Monoclonal antibody to an endogenous bufadienolide, marinobufagenin, reverses preeclampsia-induced Na/K-ATPase inhibition and lowers blood pressure in NaCl-sensitive hypertension

Background—Levels of marinobufagenin (MBG), an endogenous bufadienolide Na/K-ATPase (NKA) inhibitor, increase in preeclampsia and in NaCl-sensitive hypertension. Methods—We tested a 3E9 monoclonal anti-MBG antibody (mAb) for the ability to lower blood pressure (BP) in NaCl-sensitive hypertension and to reverse the preeclampsia-induced inhibition of erythrocyte NKA. Measurements of MBG were performed via immunoassay based on 4G4 antiMBG mAb. Results—In hypertensive Dahl-S rats, an intraperitoneal administration of 50 μg/kg 3E9 mAb lowered BP by 40 mmHg and activated Na/K-pump in thoracic aorta by 51%. NaCl supplementation of pregnant rats (n = 16) produced a 37 mmHg increase in BP, a 3.5-fold rise in MBG excretion, and a 25% inhibition of the Na/K-pump in the thoracic aorta, compared with pregnant rats on a normal NaCl intake.
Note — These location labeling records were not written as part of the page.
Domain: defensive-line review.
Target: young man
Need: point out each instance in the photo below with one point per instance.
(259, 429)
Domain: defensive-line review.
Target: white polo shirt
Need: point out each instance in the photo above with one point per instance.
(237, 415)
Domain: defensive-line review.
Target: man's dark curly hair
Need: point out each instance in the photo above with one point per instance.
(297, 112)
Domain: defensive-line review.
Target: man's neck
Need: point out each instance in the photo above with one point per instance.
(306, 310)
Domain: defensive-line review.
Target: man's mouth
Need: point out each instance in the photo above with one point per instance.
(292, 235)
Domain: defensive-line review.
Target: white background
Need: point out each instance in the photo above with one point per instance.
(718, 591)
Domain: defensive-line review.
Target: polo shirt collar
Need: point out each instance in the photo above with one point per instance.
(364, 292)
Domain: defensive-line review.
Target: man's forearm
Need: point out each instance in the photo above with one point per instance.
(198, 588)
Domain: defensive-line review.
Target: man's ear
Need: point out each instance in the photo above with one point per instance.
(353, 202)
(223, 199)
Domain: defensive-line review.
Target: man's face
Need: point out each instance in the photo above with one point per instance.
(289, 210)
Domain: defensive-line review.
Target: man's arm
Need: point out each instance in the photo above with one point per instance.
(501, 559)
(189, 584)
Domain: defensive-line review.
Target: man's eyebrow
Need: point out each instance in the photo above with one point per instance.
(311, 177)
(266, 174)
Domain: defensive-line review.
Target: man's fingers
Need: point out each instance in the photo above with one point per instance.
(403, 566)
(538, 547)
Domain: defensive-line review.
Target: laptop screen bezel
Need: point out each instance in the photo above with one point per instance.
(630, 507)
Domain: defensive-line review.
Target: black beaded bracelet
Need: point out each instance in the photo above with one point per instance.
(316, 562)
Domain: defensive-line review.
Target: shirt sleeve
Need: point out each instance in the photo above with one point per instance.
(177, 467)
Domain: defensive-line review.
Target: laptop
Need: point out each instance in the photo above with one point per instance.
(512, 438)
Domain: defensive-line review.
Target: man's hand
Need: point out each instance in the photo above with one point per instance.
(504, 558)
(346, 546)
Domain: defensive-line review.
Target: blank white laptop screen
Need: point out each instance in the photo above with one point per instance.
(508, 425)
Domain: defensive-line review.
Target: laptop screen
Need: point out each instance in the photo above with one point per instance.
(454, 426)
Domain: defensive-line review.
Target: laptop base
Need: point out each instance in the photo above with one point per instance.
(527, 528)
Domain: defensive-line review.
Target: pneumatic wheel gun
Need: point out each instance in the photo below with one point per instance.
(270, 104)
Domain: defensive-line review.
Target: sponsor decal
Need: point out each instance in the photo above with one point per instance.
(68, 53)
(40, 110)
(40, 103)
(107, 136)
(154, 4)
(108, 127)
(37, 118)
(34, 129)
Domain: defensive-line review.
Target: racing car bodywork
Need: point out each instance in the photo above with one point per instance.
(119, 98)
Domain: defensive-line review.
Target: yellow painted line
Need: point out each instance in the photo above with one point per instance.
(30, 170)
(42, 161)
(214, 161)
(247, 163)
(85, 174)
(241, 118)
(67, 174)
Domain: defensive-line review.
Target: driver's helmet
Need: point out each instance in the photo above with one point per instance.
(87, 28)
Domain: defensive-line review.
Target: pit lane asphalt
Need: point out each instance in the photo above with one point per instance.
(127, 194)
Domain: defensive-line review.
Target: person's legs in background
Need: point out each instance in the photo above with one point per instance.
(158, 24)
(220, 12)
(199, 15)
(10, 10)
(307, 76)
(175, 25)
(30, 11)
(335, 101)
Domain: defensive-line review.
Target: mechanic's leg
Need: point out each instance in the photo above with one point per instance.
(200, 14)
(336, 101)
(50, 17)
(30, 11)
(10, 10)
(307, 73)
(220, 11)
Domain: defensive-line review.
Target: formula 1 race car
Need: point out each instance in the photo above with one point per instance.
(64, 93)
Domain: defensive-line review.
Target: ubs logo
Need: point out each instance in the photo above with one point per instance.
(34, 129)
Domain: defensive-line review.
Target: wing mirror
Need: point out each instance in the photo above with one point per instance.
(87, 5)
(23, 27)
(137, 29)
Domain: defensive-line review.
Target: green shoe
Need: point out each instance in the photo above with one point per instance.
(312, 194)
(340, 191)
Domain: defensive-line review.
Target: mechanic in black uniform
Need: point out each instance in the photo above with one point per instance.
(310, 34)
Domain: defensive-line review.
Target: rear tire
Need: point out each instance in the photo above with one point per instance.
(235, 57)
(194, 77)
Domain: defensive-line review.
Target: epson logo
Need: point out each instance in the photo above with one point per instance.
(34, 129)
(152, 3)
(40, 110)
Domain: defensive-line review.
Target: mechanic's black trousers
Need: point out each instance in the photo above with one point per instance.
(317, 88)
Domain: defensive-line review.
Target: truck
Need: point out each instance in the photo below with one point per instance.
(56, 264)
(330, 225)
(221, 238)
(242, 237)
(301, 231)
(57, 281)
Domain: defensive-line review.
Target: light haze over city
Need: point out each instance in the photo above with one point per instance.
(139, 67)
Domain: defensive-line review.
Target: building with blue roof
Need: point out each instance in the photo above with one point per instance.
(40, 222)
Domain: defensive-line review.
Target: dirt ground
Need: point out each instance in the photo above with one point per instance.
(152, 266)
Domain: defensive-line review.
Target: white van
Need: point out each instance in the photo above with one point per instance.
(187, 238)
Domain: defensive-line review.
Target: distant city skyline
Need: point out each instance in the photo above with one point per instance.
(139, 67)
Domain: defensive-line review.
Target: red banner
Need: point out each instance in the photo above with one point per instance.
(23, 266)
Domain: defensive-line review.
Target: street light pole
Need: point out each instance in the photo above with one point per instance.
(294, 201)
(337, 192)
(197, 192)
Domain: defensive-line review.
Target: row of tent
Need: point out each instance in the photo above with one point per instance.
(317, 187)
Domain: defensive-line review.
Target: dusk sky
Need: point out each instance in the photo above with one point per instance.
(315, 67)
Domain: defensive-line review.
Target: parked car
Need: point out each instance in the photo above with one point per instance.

In eight pregnant hypertensive rats, 3E9 mAb reduced the BP (25 mmHg) and restored the vascular Na/K-pump. In 14 patients with preeclampsia (mean BP, 126 ± 3 mmHg; 26.9 ± 1.4 years; gestational age, 37 ± 0.8 weeks), plasma MBG was increased three-fold and erythrocyte NKA was inhibited compared with that of 12 normotensive pregnant women (mean BP, 71 W 3 mmHg) (1.5 ± 0.1 vs. 3.1 ± 0.2 μmol Pi/ml/h, respectively; P < .01). Ex-vivo 3E9 mAb restored NKA activity in erythrocytes from patients with preeclampsia. As compared with 3E9 mAb, Digibind, an affinitypurified antidigoxin antibody, was less active with respect to lowering BP in both hypertensive models and to restoration of NKA from erythrocytes from patients with preeclampsia. Conclusion—Anti-MBG mAbs may be a useful tool in the studies of MBG in vitro and in vivo and may offer treatment of preeclampsia.